Greece’s capital markets regulator has moved swiftly to set the rules that will govern the looming takeover of the Athens Stock Exchange by European exchange group Euronext.
Over the past two days, the Hellenic Capital Market Commission has issued a series of decisions aimed at tightening oversight and ensuring transparency throughout the process.
One of the key measures concerns the Central Securities Depository (ELKAT), the institution responsible for the recording and transfer of securities after every transaction. Under the new framework, any investor seeking to acquire a significant stake in ELKAT must submit extensive disclosures about their identity, financial standing and ultimate beneficiaries. The regulator has made clear it intends to fully vet Euronext’s profile before granting approval.
Similar requirements have been imposed on AthexClear, the Central Counterparty that guarantees the clearing of every trade on the exchange. Because this entity is considered fundamental to market stability, the Commission is demanding complete transparency from any party that might gain a position of influence.

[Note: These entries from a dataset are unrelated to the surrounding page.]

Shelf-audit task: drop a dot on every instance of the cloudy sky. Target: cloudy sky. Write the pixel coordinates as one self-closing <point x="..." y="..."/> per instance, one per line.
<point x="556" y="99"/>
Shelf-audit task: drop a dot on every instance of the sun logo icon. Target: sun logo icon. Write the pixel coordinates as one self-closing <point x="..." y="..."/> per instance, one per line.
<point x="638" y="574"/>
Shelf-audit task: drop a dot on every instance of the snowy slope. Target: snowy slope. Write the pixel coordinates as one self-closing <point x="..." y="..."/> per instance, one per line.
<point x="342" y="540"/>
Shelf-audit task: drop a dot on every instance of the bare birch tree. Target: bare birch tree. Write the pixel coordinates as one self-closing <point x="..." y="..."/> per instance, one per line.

The regulator has also laid out conditions for shareholders of the Athens Stock Exchange itself. Prospective owners will be assessed not only on their financial strength but also on their professional background, reputation and compliance with anti–money laundering rules. According to the decision, any transfer of more than 20, 33, 50 or 67 percent of shares will trigger mandatory regulatory approval, while the exchange will be required to publicly disclose the identities of shareholders with significant influence over its management.